Equifax, which is one of the three largest credit-reporting firms in the United States, has been ordered to pay a fine of up to $700 million in order to settle a series of state and federal investigations into the massive data breach of 2017 that had exposed the personal and the financial data of nearly 150 Americans that accounts to almost half the country. As per the official announcement by the U.S. Federal Trade Commission (FTC) today, it has been coming to notice that Equifax has agreed to pay some of the fine (at least $575 million), but this has been confirmed that the penalty could go up to $700 ,million depending upon the amount of compensation people claim.
It has been stated that up to $425 million of the fines will go to a fund that will provide credit monitoring services to the affected customers and compensate anyone who bought such services from the company and as well as paid the other related expenses as a result of the breach.

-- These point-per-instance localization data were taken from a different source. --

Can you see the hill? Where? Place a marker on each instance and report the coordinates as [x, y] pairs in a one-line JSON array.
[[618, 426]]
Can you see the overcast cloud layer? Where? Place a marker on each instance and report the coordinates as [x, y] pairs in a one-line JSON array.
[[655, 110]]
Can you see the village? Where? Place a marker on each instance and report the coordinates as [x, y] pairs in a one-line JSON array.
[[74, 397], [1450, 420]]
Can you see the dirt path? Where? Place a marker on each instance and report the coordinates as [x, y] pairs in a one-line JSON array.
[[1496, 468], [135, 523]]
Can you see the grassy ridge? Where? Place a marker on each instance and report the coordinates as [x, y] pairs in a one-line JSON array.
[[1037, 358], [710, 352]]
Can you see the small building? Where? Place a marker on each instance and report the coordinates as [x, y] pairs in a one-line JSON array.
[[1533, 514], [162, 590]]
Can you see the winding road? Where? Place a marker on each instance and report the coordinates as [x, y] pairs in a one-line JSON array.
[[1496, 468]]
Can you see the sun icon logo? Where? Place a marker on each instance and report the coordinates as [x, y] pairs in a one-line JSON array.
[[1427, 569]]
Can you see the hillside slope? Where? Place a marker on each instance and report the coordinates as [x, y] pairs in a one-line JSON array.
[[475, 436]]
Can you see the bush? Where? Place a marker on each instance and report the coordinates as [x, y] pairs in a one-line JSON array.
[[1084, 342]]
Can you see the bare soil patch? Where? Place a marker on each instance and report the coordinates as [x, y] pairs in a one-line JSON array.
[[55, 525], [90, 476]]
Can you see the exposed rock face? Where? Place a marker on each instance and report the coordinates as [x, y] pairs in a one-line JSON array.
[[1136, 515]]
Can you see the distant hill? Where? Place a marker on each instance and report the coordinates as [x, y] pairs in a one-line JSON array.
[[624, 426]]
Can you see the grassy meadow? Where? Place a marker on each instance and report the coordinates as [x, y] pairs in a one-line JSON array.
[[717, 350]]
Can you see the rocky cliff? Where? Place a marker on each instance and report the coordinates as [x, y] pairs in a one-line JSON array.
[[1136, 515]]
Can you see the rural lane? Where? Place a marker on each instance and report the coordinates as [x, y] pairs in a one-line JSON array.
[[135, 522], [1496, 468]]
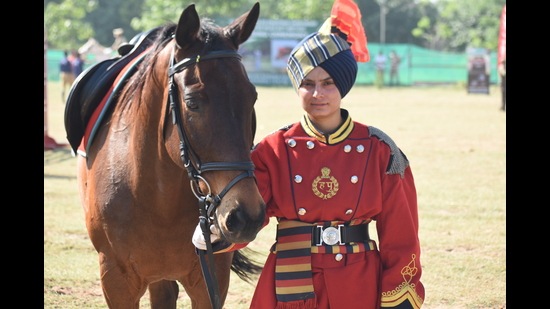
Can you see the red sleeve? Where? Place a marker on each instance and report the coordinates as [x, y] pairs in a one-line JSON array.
[[399, 245]]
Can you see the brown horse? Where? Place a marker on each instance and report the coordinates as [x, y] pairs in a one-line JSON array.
[[180, 131]]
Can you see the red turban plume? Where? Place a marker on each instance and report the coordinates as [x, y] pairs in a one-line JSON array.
[[345, 19]]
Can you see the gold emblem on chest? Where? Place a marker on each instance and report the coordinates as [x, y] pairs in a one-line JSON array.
[[325, 186]]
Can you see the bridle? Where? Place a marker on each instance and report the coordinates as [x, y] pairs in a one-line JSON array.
[[207, 202]]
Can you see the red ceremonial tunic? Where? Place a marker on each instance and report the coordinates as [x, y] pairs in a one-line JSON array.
[[356, 174]]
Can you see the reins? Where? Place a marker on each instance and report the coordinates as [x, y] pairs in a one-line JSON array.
[[207, 202]]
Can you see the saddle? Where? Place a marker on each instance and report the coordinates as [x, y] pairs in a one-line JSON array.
[[95, 86]]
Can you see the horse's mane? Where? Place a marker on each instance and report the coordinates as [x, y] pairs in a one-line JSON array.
[[137, 81]]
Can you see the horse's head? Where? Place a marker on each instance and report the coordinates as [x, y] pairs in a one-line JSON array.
[[212, 103]]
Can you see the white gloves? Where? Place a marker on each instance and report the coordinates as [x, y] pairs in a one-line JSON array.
[[198, 237]]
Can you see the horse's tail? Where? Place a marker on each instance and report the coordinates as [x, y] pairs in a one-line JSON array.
[[244, 266]]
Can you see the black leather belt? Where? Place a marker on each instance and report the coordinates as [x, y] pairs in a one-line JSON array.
[[339, 235]]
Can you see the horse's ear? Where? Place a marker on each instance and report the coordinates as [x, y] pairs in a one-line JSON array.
[[187, 31], [241, 28]]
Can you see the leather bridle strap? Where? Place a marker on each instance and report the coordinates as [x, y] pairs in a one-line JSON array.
[[207, 203]]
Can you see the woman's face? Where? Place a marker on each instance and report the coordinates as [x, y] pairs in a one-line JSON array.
[[319, 95]]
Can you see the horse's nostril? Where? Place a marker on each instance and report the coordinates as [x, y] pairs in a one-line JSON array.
[[236, 221]]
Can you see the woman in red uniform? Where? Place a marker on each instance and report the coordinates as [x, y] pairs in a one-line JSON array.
[[326, 178]]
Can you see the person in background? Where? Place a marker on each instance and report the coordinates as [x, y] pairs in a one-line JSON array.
[[326, 178], [120, 39], [395, 60], [65, 74], [77, 64], [380, 64], [502, 74]]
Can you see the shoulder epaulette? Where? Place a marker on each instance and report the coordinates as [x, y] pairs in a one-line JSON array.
[[398, 161]]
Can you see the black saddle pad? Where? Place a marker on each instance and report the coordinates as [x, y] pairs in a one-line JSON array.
[[92, 85]]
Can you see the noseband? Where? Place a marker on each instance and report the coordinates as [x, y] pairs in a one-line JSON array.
[[207, 202]]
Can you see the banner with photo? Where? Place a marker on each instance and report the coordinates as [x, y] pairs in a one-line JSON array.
[[266, 52]]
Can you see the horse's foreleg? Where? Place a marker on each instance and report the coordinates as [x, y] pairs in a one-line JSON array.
[[122, 288], [163, 294], [195, 285]]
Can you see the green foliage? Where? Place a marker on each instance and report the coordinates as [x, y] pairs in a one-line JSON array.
[[453, 25], [456, 143], [65, 25]]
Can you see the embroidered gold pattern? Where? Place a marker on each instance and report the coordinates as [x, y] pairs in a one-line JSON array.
[[325, 186], [406, 290]]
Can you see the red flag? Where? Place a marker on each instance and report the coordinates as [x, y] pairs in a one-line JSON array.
[[346, 21], [501, 55]]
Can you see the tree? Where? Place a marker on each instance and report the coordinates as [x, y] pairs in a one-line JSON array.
[[462, 24]]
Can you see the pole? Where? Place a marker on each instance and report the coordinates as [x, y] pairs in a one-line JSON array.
[[49, 143]]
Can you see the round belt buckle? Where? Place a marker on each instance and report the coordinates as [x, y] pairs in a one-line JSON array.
[[331, 235]]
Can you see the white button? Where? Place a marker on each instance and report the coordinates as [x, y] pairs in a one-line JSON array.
[[291, 142]]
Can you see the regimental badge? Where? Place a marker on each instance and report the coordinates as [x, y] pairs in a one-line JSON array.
[[325, 186]]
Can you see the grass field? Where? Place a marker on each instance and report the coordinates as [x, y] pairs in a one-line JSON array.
[[456, 144]]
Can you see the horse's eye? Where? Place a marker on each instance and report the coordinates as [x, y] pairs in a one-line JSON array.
[[191, 103]]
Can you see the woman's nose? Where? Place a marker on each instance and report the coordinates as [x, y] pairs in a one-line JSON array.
[[318, 91]]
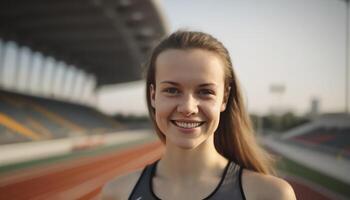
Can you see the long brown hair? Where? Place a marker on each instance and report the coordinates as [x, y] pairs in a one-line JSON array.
[[234, 138]]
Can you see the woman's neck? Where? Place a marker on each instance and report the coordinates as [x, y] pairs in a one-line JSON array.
[[177, 163]]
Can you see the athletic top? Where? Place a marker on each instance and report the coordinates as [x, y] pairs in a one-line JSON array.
[[229, 187]]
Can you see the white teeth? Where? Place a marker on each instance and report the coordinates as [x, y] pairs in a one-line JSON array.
[[187, 125]]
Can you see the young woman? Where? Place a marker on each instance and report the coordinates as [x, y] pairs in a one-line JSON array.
[[196, 105]]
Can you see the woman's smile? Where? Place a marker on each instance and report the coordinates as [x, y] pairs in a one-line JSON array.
[[187, 124]]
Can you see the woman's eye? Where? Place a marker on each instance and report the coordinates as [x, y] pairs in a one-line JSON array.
[[171, 90], [206, 92]]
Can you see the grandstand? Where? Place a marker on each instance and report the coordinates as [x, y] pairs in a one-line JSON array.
[[56, 55], [26, 118]]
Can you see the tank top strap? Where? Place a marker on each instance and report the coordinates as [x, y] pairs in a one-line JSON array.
[[142, 190], [230, 187]]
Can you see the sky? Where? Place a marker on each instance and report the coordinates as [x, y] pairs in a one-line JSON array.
[[298, 44]]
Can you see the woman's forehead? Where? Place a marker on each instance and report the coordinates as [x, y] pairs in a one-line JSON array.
[[200, 65]]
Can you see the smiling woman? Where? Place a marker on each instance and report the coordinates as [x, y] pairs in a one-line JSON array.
[[196, 106]]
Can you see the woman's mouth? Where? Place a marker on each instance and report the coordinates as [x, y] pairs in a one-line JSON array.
[[187, 125]]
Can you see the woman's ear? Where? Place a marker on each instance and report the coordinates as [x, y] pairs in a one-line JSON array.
[[225, 99], [152, 93]]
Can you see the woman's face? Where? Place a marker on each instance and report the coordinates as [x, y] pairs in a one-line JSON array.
[[188, 96]]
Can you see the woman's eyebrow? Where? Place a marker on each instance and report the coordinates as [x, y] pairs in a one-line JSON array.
[[208, 84], [170, 82]]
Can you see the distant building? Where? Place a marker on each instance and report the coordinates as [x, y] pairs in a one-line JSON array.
[[314, 108]]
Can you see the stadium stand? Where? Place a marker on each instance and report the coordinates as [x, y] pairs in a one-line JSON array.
[[26, 118], [330, 133]]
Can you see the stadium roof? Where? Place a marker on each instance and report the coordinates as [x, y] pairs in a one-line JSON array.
[[109, 38]]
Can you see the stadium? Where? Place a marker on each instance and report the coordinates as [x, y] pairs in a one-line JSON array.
[[56, 144]]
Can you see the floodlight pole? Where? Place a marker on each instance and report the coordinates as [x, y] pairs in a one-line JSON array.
[[347, 59]]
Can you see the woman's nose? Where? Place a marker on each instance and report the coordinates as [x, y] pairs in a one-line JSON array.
[[188, 106]]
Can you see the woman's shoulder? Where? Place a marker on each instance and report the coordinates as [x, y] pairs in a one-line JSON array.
[[120, 187], [261, 186]]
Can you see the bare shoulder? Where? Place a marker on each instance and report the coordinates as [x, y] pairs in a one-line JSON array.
[[120, 187], [259, 186]]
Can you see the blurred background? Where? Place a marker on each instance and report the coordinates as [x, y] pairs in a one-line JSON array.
[[72, 99]]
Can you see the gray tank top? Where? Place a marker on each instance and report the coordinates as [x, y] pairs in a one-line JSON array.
[[229, 187]]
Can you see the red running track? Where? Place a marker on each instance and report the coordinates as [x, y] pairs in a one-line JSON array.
[[83, 178]]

The remaining $175 million and $100 million will go to the civil penalties across 50 states and to the Consumer Financial Protection Bureau (CFPB), respectively. Apart from the penalty, Equifax has also been ordered to provide all the American Consumers with six free credit reports each year for seven long years along with the one free annual credit report and will be starting from January 2020.
In September of 2017, Equifax has suffered a massive data breach that has permitted the hackers to steal personal information that includes names, birth dates, social security numbers, addresses and also in some cases, driver’s license numbers of nearly 147 million people. The breach that has been called one of the worst in American history, occurred due to the failure of the company Equifax in the bid to patch critical security vulnerability in its systems, it was made aware of in March the same year.
As a matter of fact, Equifax did not even realize its unpatched database until July 2017, when the security team of the company detected suspicious traffic on its network. An investigation on the same has revealed that multiple hackers have managed to exploit the vulnerability to gain entry to the network of Equifax. Attaining access to the network of Equifax has permitted the hackers to access an unsecured file that included administrative credentials stored in the plain text that eventually let them gain access to consumers’ personal data and also operate undetected on the network off Equifax for a month.
The FTC has set up a dedicated page on its website in order to provide information to customers who want to make a claim against Equifax. Even, the commission has set up a dedicated email – Equifax@ftc.gov – encouraging Equifax employees to mail FTC whether they believe the company is failing to adhere to its data security promises. In the past year, the UK’s Information Commissioner’s Office (ICO) has also fined Equifax with £500,000 (over $622,000)—that’s the maximum fine allowed by the UK’s Data Protection Act 1998—for the 2017 data breach.